Cuba says asylum for fugitives legitimate right
Cuba said Monday that it has a right to grant asylum to U.S. fugitives, the clearest sign to date that the Communist government has no intention of extraditing America’s mostwanted woman despite the warming of bilateral relations.
New Jersey Gov. Chris Christie has urged President Barack Obama to demand the return of fugitive Joanne Chesimard before restoring full relations under a historic detente announced by Obama and Cuban President Raul Castro last week.
Chesimard was granted asylum by Fidel Castro after she escaped from the prison where she was serving a sentence for killing a New Jersey state trooper.
Asked if returning fugitives was open to negotiation, Cuba’s head of North American affairs, Josefina Vidal, told The Associated Press Monday that “every nation has sovereign and legitimate rights to grant political asylum to people it considers to have been persecuted.... That’s a legitimate right.”
“We’ve explained to the U.S. government in the past that there are some people living in Cuba to whom Cuba has legitimately granted political asylum,” Vidal said. She added, “There’s no extradition treaty in effect between Cuba and the U.S.”

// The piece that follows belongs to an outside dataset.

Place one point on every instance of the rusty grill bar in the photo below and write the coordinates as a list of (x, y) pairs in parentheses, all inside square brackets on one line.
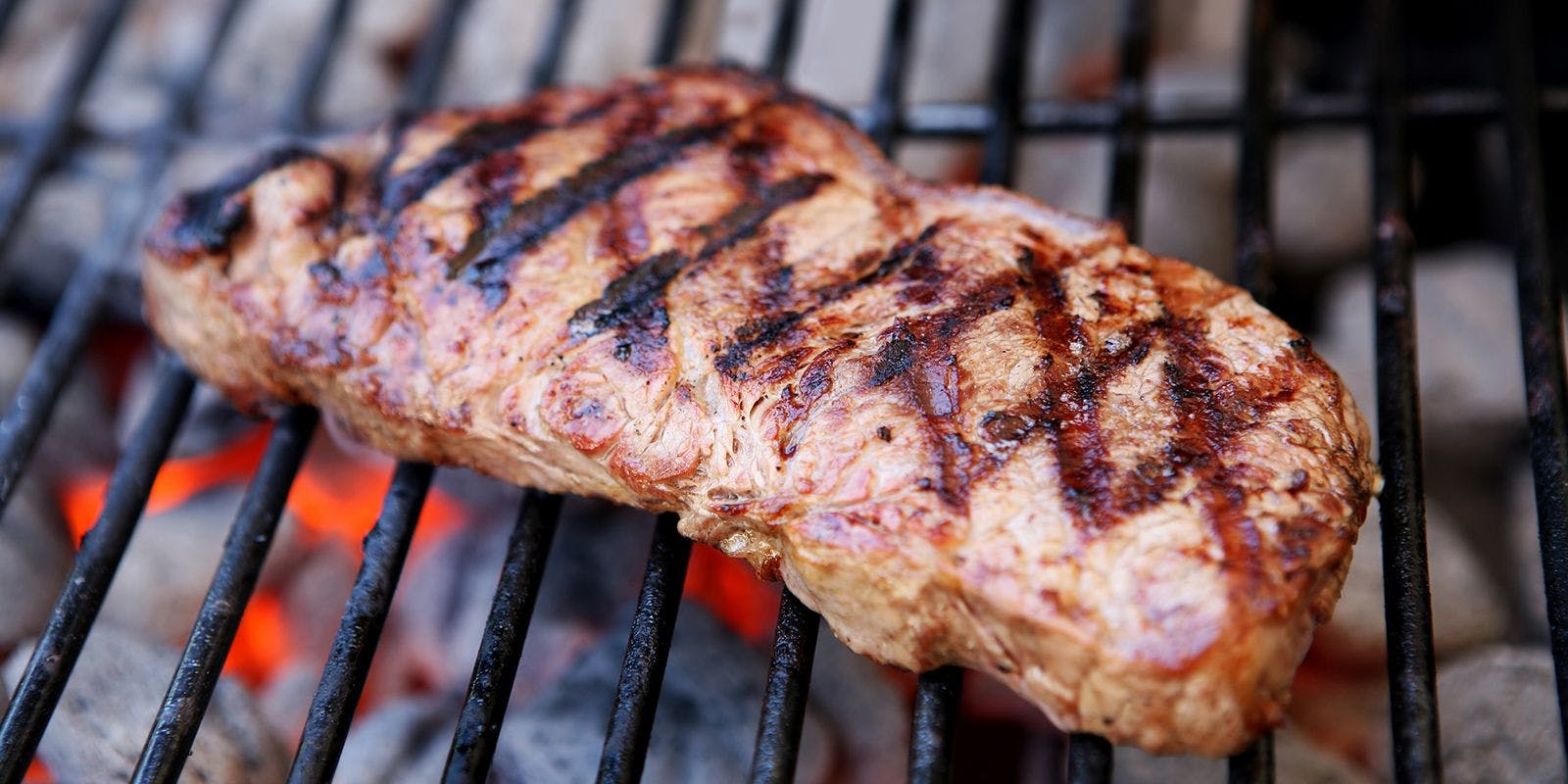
[(1001, 122)]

In a letter sent to the White House Friday and made public by his office Sunday, Christie said Cuba’s asylum for Chesimard, who has changed her name to Assata Shakur, was “an affront to every resident of our state, our country, and in particular, the men and women of the New Jersey State Police, who have tirelessly tried to bring this killer back to justice.”
The first woman ever placed on the FBI’s most-wanted terrorist list was living so openly in Havana that her number was long listed in the phone book.
With the New Jersey State Police, the FBI is offering a $2-million reward for information leading to Shakur’s capture.
Assata Shakur — formerly Joanne Chesimard — was convicted in 1973 of killing New Jersey State Trooper Werner Foerster. She escaped from prison in 1979 and fled to Cuba.